RoboDev Feature Roadmap

This document tracks what to work on next, in priority order. Completed work is archived at the bottom.


Status Legend

  • [ ] Not started
  • [x] Complete
  • In Progress — marked in the item description when actively being worked on

1. Live-Backend E2E Validation — Remaining Gaps

The fake-agent E2E workflow test suite (Phase 5) covers all subsystem interactions end-to-end against a real kind cluster. Two live tests (make e2e-live-test) now run against the real Shortcut + GitLab + Claude Code stack. The items below require extended live workloads (50+ tasks, 3-engine comparison) and will be validated once a staging environment is available.
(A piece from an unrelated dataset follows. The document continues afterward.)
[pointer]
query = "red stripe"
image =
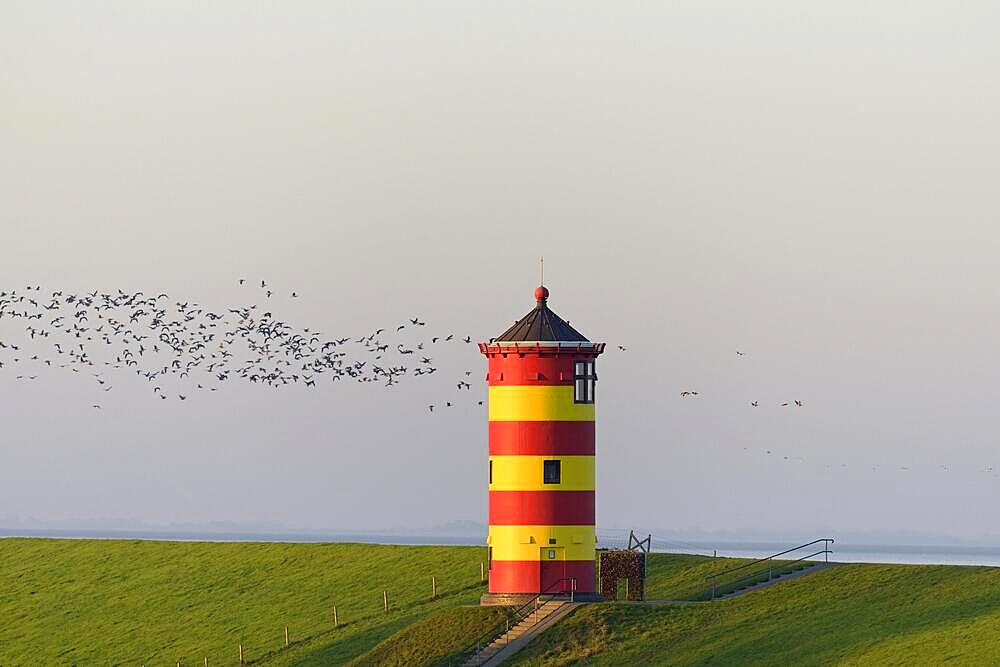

Live Test Suite ✅ (initial coverage)

  • [x] Happy path — story created → Claude Code picks up → MR opened → story done (TestLiveHappyPath)
  • [x] Graceful clone failure — invalid repo URL → Claude Code handles error → story done with failure description (TestLiveGracefulCloneFailure)

Key finding from initial live testing: Claude Code handles clone failures at the application level (exits 0, writes error description). MarkFailed / robodev-failed label is triggered by K8s-level failures only (watchdog termination, OOM kill, etc.).

Run with: make e2e-live-test (requires make live-up + valid secrets)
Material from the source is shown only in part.